AISLE’s AI analyzer found 38 CVEs in OpenEMR in Q1 2026, including 3 critical SQL injections, across a codebase serving 200M patients.
Key Takeaways
OpenEMR is used by 100,000+ medical providers across 34 languages; it holds ONC certification under all 13 Privacy and Security criteria.
38 CVEs in one quarter versus 23 from a dedicated human audit in 2018; more than half of all OpenEMR GitHub security advisories in the period.
The two CVSS 10.0 findings were SQL injections: one in the Patient REST API _sort parameter, one in the Immunization module’s web UI, both enableing full DB dump and potential RCE.
A third critical flaw, CVE-2026-24487, was architectural: FhirCareTeamService never declared the patient-scoping interface, so patient-scoped OAuth2 tokens returned data for every patient in the system.
Fixes shipped in OpenEMR 8.0.0 within four weeks of first disclosure; AISLE PRO now runs at code-review stage to catch new vulnerabilities before merge.

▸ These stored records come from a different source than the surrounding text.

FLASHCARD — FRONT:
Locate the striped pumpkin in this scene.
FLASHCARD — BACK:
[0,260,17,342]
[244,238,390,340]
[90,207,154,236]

Hacker News Comment Review
Commenters broadly agree all 38 findings fall into four well-known categories (SQLi, XSS, IDOR, path traversal), framing this as evidence AI scanners are effective at exhausting low-hanging fruit that human reviewers miss under time pressure.

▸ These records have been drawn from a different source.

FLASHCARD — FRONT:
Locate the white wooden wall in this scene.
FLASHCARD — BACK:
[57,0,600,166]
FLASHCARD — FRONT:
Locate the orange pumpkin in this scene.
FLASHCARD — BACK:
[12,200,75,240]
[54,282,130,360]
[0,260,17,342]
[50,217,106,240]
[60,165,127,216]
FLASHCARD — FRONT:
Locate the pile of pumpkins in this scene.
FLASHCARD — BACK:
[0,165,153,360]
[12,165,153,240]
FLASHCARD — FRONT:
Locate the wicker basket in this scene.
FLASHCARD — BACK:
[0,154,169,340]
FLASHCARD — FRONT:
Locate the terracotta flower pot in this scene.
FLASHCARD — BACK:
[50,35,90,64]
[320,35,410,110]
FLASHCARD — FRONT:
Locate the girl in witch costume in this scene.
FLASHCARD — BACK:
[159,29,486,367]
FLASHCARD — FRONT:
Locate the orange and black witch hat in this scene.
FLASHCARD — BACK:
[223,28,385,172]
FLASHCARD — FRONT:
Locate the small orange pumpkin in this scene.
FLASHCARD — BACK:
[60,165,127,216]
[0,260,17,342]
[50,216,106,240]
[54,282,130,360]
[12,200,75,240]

Skepticism surfaced about AISLE’s credibility: one commenter flagged a prior AISLE blog post as misleading coattail-riding on Mythos, calling for more methodological detail on how findings were actually produced.
A practical concern runs under the thread: most OpenEMR deployments are on older, unpatched versions, meaning disclosed CVEs remain live in production for the majority of affected providers regardless of the upstream fix velocity.
Notable Comments
@simonw: notes every single finding maps to a known vuln class, calling it “a pretty good example of the value of AI security scanners” even on strong dev teams.
@mbesto: flags the real-world exposure gap: most providers running OpenEMR are likely on older versions where these CVEs are already public but unpatched.
@jjwiseman: questions AISLE’s credibility directly, citing a prior misleading blog post comparing to Mythos as reason to want more detail on methodology.